O ministro Luiz Fux, do STF, interpelou Moro para as devidas explicações sobre a promessa feita a algumas autoridades. Ao ministro do STF, Moro envergou a fantasia do covarde e alegou mal-entendido. O titular da Justiça afirmou que jamais ordenou a destruição das mensagens de autoridades acessadas pelos hackers presos. Mesmo assim, Sérgio Moro aventou a possibilidade de destruí-las, o que de chofre o impede de continuar no cargo. Afinal, um ministro da Justiça que desafia o ordenamento legal não tem estofo para o cargo.

“O material obtido por invasão criminosa de aparelhos celulares de autoridades públicas encontra-se vinculado a inquérito da Polícia Federal, ao qual esta autoridade não tem acesso”, disse respondeu Sérgio Moro ao ministro do STF.


“Esclareço que este ministro da Justiça e Segurança Pública não exarou qualquer determinação ou orientação à Polícia Federal para a destruição do indicado material ou mesmo acerca da sua destinação”, emendou o ministro da Justiça e da Segurança Pública.

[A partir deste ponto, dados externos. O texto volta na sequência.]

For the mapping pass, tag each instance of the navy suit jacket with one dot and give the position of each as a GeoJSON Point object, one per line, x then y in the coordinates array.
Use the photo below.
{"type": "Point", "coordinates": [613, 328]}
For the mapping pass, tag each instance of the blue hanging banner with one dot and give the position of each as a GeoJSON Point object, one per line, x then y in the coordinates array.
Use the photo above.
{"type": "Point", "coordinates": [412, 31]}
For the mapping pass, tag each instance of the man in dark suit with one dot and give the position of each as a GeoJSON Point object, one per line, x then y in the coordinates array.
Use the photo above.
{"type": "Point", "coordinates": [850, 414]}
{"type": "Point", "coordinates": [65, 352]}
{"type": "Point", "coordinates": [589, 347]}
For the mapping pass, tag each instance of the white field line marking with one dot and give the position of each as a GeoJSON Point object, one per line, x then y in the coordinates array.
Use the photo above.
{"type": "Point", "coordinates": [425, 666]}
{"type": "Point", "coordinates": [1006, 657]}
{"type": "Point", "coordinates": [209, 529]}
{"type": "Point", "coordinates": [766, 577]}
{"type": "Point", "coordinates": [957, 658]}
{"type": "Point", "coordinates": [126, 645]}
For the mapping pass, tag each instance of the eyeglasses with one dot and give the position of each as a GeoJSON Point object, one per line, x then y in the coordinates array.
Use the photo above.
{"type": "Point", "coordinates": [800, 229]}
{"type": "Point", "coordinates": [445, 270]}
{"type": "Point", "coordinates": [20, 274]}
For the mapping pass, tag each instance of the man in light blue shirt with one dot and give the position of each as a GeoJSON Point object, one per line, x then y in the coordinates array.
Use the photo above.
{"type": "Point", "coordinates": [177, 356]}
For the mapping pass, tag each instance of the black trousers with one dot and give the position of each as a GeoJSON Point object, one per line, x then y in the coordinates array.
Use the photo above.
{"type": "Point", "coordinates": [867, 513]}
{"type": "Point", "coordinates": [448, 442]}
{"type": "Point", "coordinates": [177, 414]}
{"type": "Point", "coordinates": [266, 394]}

“A afirmação de que este ministro teria informado a uma das vítimas que o ‘material obtido vai ser descartado’ é apenas um mal-entendido quanto à declaração sobre a possível destinação do material obtido pela invasão criminosa dos aparelhos celulares, considerando a natureza ilícita dele e as previsões legais”, escreveu Moro ao responder ao ministro do Supremo.

“Evidente, porém, que a decisão quanto a ele competirá à autoridade judicial, com oitiva e participação das partes no processo, e não do ora subscritor”, acrescentou Moro.

Na ocasião, a PF rebateu Moro, afirmando que caberia à Justiça, “em momento oportuno, definir o destino do material”.

Se Sérgio Moro não teve acesso às provas colhidas no escopo da Operação Spoofing, como ele próprio afirma na resposta endereçada a Fux, alguém precisa esclarecer como foi possível saber que o ministro João Otávio de Noronha estava entre os “hackeados”.

Quando foi convidado pelo então presidente eleito Jair Bolsonaro para assumir o comando do Ministério da Justiça, no final de 2018, Moro acreditou na promessa de que teria “carta branca”, o que pode ter lhe proporcionar a chance de se transformar em um misto de super-herói de um governo pífio com versão mambembe de Don Quixote.

O castelo de areia de Sérgio Moro começou a desmoronar muito antes do tempo previsto, apenas porque o titular da Justiça acreditou que, instalado no cargo, poderia tudo e mais um pouco. O Brasil ainda é uma democracia, que como tal tem um balizamento jurídico e legal a ser respeitado.

Se Sérgio Moro imaginou que sua chegada à Esplanada dos Ministérios era um passaporte para o Supremo ou até mesmo para o principal gabinete do Palácio do Planalto, pode-se afirmar que tudo não passou de um sonho de verão. E agora o pesadelo bate à porta do ministro da Justiça.